O secretário do Tesouro dos EUA, Scott Bessent, ressaltou a importância de educação financeira para evitar a tentação de ganhos rápidos, como loterias, crédito “compre agora, pague depois” e criptomoedas. Em entrevista à AP, ele defende que investir é o caminho para o crescimento do patrimônio.

Bessent afirmou que jovens, em especial homens, têm migrado para empregos braçais e apostado em sorteios para melhorar a situação financeira. Segundo ele, a melhor alternativa é educar financeiramente a população para que o dinheiro renda com o tempo.

O apelo do secretário ocorre em um momento de dificuldades para os americanos diante de custos elevados de moradia, alimentação, energia e itens do dia a dia. A pesquisa AP-NORC aponta queda no apoio à economia sob o governo atual: 38% em março, 30% em abril.

Contexto econômico e dívida

Os dados indicam preocupação com o desempenho da economia e com a gestão fiscal. Analistas destacam que o país acumula dívida pública elevada, com números que preocupam quem acompanha políticas de poupança e investimento a longo prazo.
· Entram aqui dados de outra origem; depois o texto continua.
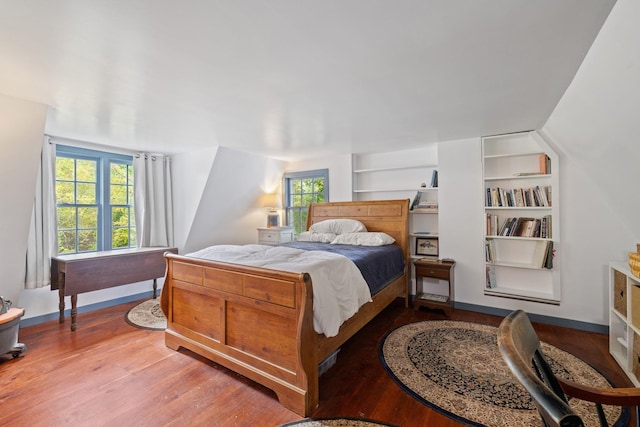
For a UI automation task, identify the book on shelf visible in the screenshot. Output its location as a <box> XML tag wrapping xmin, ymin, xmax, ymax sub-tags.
<box><xmin>431</xmin><ymin>169</ymin><xmax>438</xmax><ymax>188</ymax></box>
<box><xmin>487</xmin><ymin>265</ymin><xmax>497</xmax><ymax>289</ymax></box>
<box><xmin>486</xmin><ymin>185</ymin><xmax>551</xmax><ymax>208</ymax></box>
<box><xmin>538</xmin><ymin>154</ymin><xmax>551</xmax><ymax>175</ymax></box>
<box><xmin>409</xmin><ymin>191</ymin><xmax>422</xmax><ymax>210</ymax></box>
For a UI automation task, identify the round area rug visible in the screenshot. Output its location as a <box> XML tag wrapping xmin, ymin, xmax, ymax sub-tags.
<box><xmin>380</xmin><ymin>320</ymin><xmax>626</xmax><ymax>427</ymax></box>
<box><xmin>124</xmin><ymin>298</ymin><xmax>167</xmax><ymax>331</ymax></box>
<box><xmin>279</xmin><ymin>418</ymin><xmax>395</xmax><ymax>427</ymax></box>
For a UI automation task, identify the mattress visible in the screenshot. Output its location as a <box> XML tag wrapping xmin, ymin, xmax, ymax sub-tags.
<box><xmin>280</xmin><ymin>242</ymin><xmax>405</xmax><ymax>295</ymax></box>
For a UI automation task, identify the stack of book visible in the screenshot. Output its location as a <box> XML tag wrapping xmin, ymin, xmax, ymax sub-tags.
<box><xmin>486</xmin><ymin>185</ymin><xmax>551</xmax><ymax>208</ymax></box>
<box><xmin>486</xmin><ymin>214</ymin><xmax>551</xmax><ymax>239</ymax></box>
<box><xmin>411</xmin><ymin>191</ymin><xmax>438</xmax><ymax>212</ymax></box>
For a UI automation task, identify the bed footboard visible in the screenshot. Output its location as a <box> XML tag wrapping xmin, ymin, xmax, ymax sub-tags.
<box><xmin>161</xmin><ymin>253</ymin><xmax>320</xmax><ymax>416</ymax></box>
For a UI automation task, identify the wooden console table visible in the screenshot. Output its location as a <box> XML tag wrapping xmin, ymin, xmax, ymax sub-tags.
<box><xmin>51</xmin><ymin>247</ymin><xmax>178</xmax><ymax>331</ymax></box>
<box><xmin>413</xmin><ymin>258</ymin><xmax>456</xmax><ymax>314</ymax></box>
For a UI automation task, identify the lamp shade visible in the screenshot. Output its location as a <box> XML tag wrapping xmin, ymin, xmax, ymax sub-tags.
<box><xmin>262</xmin><ymin>193</ymin><xmax>282</xmax><ymax>209</ymax></box>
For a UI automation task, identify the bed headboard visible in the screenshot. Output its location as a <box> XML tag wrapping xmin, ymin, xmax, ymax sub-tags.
<box><xmin>307</xmin><ymin>199</ymin><xmax>410</xmax><ymax>265</ymax></box>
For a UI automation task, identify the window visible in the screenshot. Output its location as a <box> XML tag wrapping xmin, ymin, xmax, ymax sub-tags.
<box><xmin>284</xmin><ymin>169</ymin><xmax>329</xmax><ymax>235</ymax></box>
<box><xmin>56</xmin><ymin>145</ymin><xmax>136</xmax><ymax>254</ymax></box>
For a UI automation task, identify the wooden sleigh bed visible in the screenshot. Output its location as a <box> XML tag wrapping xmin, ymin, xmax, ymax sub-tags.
<box><xmin>161</xmin><ymin>200</ymin><xmax>410</xmax><ymax>416</ymax></box>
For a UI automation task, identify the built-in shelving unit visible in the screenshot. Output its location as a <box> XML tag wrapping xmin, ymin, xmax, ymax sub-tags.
<box><xmin>482</xmin><ymin>132</ymin><xmax>561</xmax><ymax>304</ymax></box>
<box><xmin>609</xmin><ymin>262</ymin><xmax>640</xmax><ymax>387</ymax></box>
<box><xmin>352</xmin><ymin>144</ymin><xmax>439</xmax><ymax>292</ymax></box>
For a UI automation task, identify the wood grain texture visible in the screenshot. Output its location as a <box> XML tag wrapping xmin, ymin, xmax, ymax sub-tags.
<box><xmin>161</xmin><ymin>199</ymin><xmax>410</xmax><ymax>415</ymax></box>
<box><xmin>0</xmin><ymin>299</ymin><xmax>632</xmax><ymax>427</ymax></box>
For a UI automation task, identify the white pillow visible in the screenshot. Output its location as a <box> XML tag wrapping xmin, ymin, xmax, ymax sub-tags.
<box><xmin>297</xmin><ymin>231</ymin><xmax>336</xmax><ymax>243</ymax></box>
<box><xmin>331</xmin><ymin>232</ymin><xmax>396</xmax><ymax>246</ymax></box>
<box><xmin>309</xmin><ymin>219</ymin><xmax>367</xmax><ymax>234</ymax></box>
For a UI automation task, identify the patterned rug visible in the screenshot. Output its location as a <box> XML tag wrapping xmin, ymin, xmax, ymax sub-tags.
<box><xmin>124</xmin><ymin>298</ymin><xmax>167</xmax><ymax>331</ymax></box>
<box><xmin>279</xmin><ymin>418</ymin><xmax>395</xmax><ymax>427</ymax></box>
<box><xmin>380</xmin><ymin>320</ymin><xmax>626</xmax><ymax>427</ymax></box>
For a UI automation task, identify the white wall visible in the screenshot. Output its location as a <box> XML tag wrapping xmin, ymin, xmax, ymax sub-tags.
<box><xmin>179</xmin><ymin>147</ymin><xmax>285</xmax><ymax>253</ymax></box>
<box><xmin>171</xmin><ymin>146</ymin><xmax>218</xmax><ymax>250</ymax></box>
<box><xmin>0</xmin><ymin>95</ymin><xmax>47</xmax><ymax>305</ymax></box>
A divulgação ocorre em meio a críticas sobre como estimular poupar para o futuro enquanto a dívida pública cresce. Críticos questionam a eficácia de políticas voltadas ao incentivo financeiro em cenários de aperto fiscal.

Dados de popularidade

A queda na aprovação da economia aponta para um cenário de desconfiança entre o público. Observadores ressaltam a importância de mensagens claras sobre planejamento financeiro doméstico, independentemente de orientações políticas.